Cold closes airport, aids Ice Palace
SARANAC LAKE — Continuing subzero temperatures are halting the flow of flights at the Adirondack Regional Airport, preparing Lake Flower for Ice Palace construction and giving the village Department of Public Works a change of pace.
At the Adirondack Regional Airport in Lake Clear, the runway has iced over, preventing planes from taking off or landing. The airport’s broom truck stopped working during the freezing snap.
Airport Manager Corey Hurwitch said the airport is trying to sweep and plow down the edges of the ice to open the runways as soon as possible, but he is unsure when planes will be able to fly through again.
“We’re also a little bit at the mercy of Mother Nature; it’s too cold for us to do some of the things that historically work,” Hurwitch said. “Normally we’ve been able to wet sand and freeze the sand to the ice, but we think that the sand is freezing before it even comes in contact with the ground.”
Dean Baker, who coordinates the construction of the Ice Palace for the Saranac Lake Winter Carnival, said the ice in Pontiac Bay on Lake Flower is currently 8 inches thick, just shy of the 12-inch minimum needed to cut blocks for the palace. He hopes to start cutting by Jan. 18, but a thick layer of snow is hindering the ice’s growth. Baker will need to bring one of the tractor-mounted snowblowers or four-wheeler plows onto the bay to clear the powder off.
Using an 11-inch circular saw from the 1930s mounted on a sled, Baker and a team of volunteers will score around 22,000 2-by-4-foot bricks.
Saranac Lake’s Department of Public Works has been busy plowing roads and dealing with equipment slowed by the cold temperatures.
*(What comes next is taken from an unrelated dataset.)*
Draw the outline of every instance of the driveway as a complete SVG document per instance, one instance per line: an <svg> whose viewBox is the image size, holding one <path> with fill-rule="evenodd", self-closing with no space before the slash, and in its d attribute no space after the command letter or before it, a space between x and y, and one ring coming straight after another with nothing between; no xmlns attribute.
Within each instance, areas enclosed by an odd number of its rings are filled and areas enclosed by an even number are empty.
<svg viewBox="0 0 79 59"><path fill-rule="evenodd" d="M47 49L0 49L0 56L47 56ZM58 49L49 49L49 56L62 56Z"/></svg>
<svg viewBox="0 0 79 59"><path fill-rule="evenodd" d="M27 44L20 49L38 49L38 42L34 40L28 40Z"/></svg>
When they aren’t out braving the cold to plow streets and perform repairs, department Superintendent Jeff Dora said DPW workers are trying to do more indoor work now, catching up on long-needed organization and getting a jump-start on a bench-building project slated for the spring.
Dora said though they have received several calls about frozen pipes, they have not been faced with many frozen pipes busting so far this winter.
“Stone seems to absorb that cold faster than a concrete foundation, so they’re finding that the pipes are froze right where it comes in the foundation,” Dora said. “The best thing to do is take a small space heater and just apply heat to that location, and heat that rock up so that it lets it thaw out.”